Some of you have read the works of Richard Susskind who prophesies the profound changes threatening the practice of law: “Tomorrow’s legal world … [will bear] little resemblance to the past. Legal institutions, and lawyers, are at a crossroads … and are poised to change more radically over the next two decades than they have over the last two centuries.” Tomorrow’s Lawyers: An Introduction to Your Future (Oxford University Press, 2013). The three drivers of change according to Susskind are: the impact of clients demanding more for less; competition with traditional lawyering, as new providers of legal services enter the market; and the new ways of delivering legal services created by technology.
Spend just a little time reading about the future of the profession, going to industry conferences or talking to colleagues, and Susskind’s warnings (and those of other commentators raising the same alarm) ring true. From in-house counsel at large companies to owners of small businesses to individual citizens, clients cannot afford – or are simply refusing to pay for – legal services when delivered the traditional way. Experts agree that client demand for value, quality and results at the lowest possible cost may be the greatest driver of change in our profession and which lawyers are most reluctant and ill-equipped to address.

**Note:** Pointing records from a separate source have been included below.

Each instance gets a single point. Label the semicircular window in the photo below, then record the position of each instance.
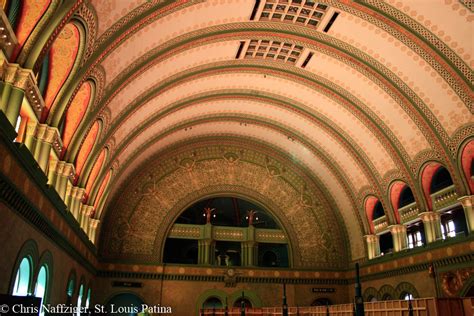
(226, 231)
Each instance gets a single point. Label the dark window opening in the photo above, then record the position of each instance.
(378, 211)
(406, 197)
(453, 223)
(331, 22)
(441, 179)
(321, 302)
(239, 51)
(212, 302)
(386, 243)
(307, 59)
(246, 303)
(472, 168)
(415, 235)
(272, 255)
(184, 251)
(227, 253)
(387, 297)
(255, 9)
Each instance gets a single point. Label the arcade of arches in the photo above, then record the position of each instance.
(183, 152)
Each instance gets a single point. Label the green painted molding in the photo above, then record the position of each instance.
(221, 295)
(416, 33)
(46, 259)
(50, 29)
(29, 250)
(188, 231)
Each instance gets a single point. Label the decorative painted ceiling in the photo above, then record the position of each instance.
(345, 97)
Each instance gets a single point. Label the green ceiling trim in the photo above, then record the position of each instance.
(428, 132)
(378, 8)
(346, 140)
(258, 146)
(367, 61)
(396, 148)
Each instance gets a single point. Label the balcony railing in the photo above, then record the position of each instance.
(421, 306)
(444, 198)
(408, 212)
(380, 224)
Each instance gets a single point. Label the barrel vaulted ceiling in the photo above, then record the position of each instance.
(340, 105)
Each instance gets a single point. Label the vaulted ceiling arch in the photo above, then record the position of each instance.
(310, 185)
(318, 164)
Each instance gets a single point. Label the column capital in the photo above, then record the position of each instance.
(78, 192)
(467, 200)
(8, 39)
(67, 170)
(94, 223)
(371, 238)
(429, 216)
(87, 209)
(25, 80)
(399, 228)
(31, 128)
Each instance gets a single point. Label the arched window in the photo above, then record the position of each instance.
(41, 285)
(79, 299)
(88, 298)
(406, 296)
(22, 279)
(387, 297)
(378, 210)
(441, 179)
(406, 197)
(212, 302)
(70, 290)
(245, 301)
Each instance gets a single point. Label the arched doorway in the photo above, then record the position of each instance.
(212, 302)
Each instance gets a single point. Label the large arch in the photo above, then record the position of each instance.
(199, 173)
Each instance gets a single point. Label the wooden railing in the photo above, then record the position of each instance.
(420, 307)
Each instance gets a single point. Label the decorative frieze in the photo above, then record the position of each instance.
(444, 198)
(8, 40)
(409, 212)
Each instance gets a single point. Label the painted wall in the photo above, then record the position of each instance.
(12, 241)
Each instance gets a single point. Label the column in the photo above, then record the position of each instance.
(77, 194)
(373, 246)
(46, 135)
(17, 81)
(432, 224)
(249, 248)
(53, 169)
(399, 235)
(249, 253)
(86, 212)
(467, 204)
(94, 224)
(63, 173)
(205, 251)
(30, 136)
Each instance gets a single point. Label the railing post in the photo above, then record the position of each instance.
(285, 305)
(432, 223)
(359, 300)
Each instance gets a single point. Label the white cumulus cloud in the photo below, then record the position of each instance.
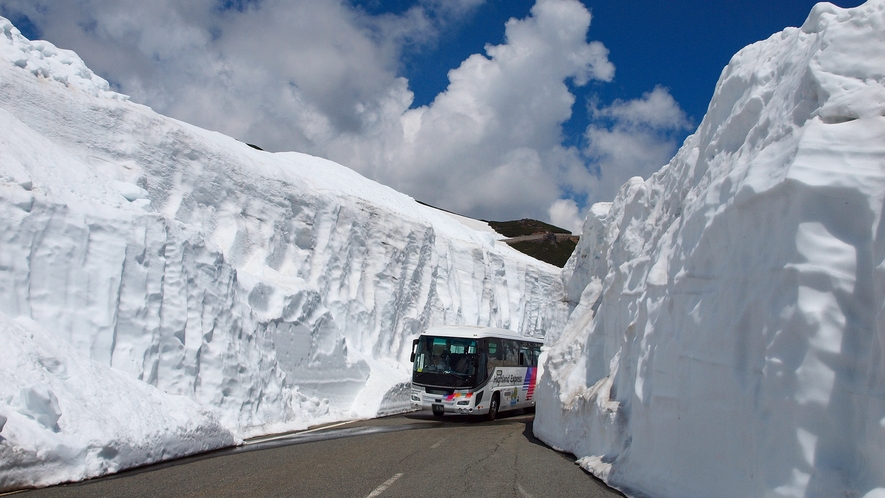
(324, 77)
(632, 138)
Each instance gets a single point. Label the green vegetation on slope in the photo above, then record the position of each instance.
(517, 228)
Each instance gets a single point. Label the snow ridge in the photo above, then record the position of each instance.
(726, 337)
(248, 292)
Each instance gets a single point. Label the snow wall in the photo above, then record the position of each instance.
(728, 333)
(165, 289)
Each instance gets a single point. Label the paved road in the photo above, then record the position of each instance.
(400, 456)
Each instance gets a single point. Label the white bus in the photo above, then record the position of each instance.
(473, 370)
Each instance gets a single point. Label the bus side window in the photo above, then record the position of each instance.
(496, 355)
(511, 355)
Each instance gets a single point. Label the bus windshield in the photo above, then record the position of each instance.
(448, 362)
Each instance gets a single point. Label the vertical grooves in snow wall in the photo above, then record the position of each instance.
(275, 290)
(728, 336)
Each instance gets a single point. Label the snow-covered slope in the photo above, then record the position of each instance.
(255, 292)
(728, 337)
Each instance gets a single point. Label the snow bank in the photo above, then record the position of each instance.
(273, 291)
(727, 337)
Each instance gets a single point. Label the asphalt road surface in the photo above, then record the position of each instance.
(400, 456)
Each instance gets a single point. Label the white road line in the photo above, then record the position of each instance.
(382, 488)
(293, 434)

This challenge is compounded by increased competition. It is almost old-fashioned to point to clients out-sourcing legal services overseas. A bigger threat may come from non-lawyers, such as accountants, financial planners, banks and insurance companies. These industries have long faced the market demands now frustrating lawyers and have already made needed mindset, organizational and technological changes. They are nimble and entrepreneurial enough to meet clients’ more-for-less challenge and are already nibbling at the edges. In the United Kingdom, alternative business structures (ABS) are now permitted. ABS entities may be owned by non-lawyers, seek private equity or venture capital investors and have non-lawyers as partners. A fairly recent phenomenon overseas, commentators predict a ripple effect when it is realized these types of legal businesses are better able to meet clients’ growing demands. Indeed, in the last year, Washington became the first state to authorize Limited License Legal Technicians (LLLT). Designed to offer reasonably-priced legal support to those who can’t afford traditional lawyers, LLLTs will assist in divorces, child custody cases and other family law matters outside the courtroom. Other states and innovations in other law disciplines will not be far behind.
Even lawyers who are resistant to the call to change pricing practices or dismiss the threat of new competition cannot legitimately dispute information technology is fundamentally changing how legal services are provided. This has far greater reach than just electronic legal research platforms or research by Google. Do-it-yourself websites, such as Legal Zoom, compete with us on an unprecedented scale and have expanded their services from simply providing forms to connecting the public with lawyers who join their program. Advanced technologies could someday make much of our work obsolete. Predictive coding in discovery is making headway and developments with artificial intelligence like IBM’s “Watson” mean machines may soon become problem-solvers not just data sources. At a recent ABA conference, President William Hubbard noted that in 2012 venture capitalists invested $66 million in technology companies that support the legal services market. In 2013, it was $456 million. Investment in these technologies topped $1 billion in 2014. These investors view change as a positive and they embrace innovation, disruption and the opportunity some say lawyers are handing to them on a platter.
You may be thinking that talk about change is clichéd or just hype. I suspect more than a few dispute the premise – clients still call, the judicial system runs as it always has, new technologies are being incorporated into even the smallest of firms. Plus, this is Rhode Island, and doesn’t everything come later to Rhode Island? Lawyers as a whole are notorious for being skeptics and slow to react. We rely on precedent and are trained to be methodical, poke holes in ideas, shoot down arguments, and mitigate risk. We are also procrastinators, and even if these concerns exist, they are all in the future aren’t they? I don’t think so. “The future is here, it just isn’t evenly distributed yet.” (William Gibson, author.) Our first challenge is facing up to the need for change.
My message is that it is time to act. The needs of the profession and the public for lawyers to work better, smarter, faster and cheaper are not going away. To be successful, happy and productive in our practices, we have to find a way to do just that. If we do not act, others – as has happened in England and Washington – will act for us.
To be candid, the Bar Association has little to gain (in the short run anyway) in pushing the need for change – there might be disagreement or discord, lawyers may push back, the message will be ignored. But, as an Association and a profession – lawyers, courts, law schools alike – we have an awful lot to lose if we do nothing. Are we going to sit on the sidelines, or will we do something about it?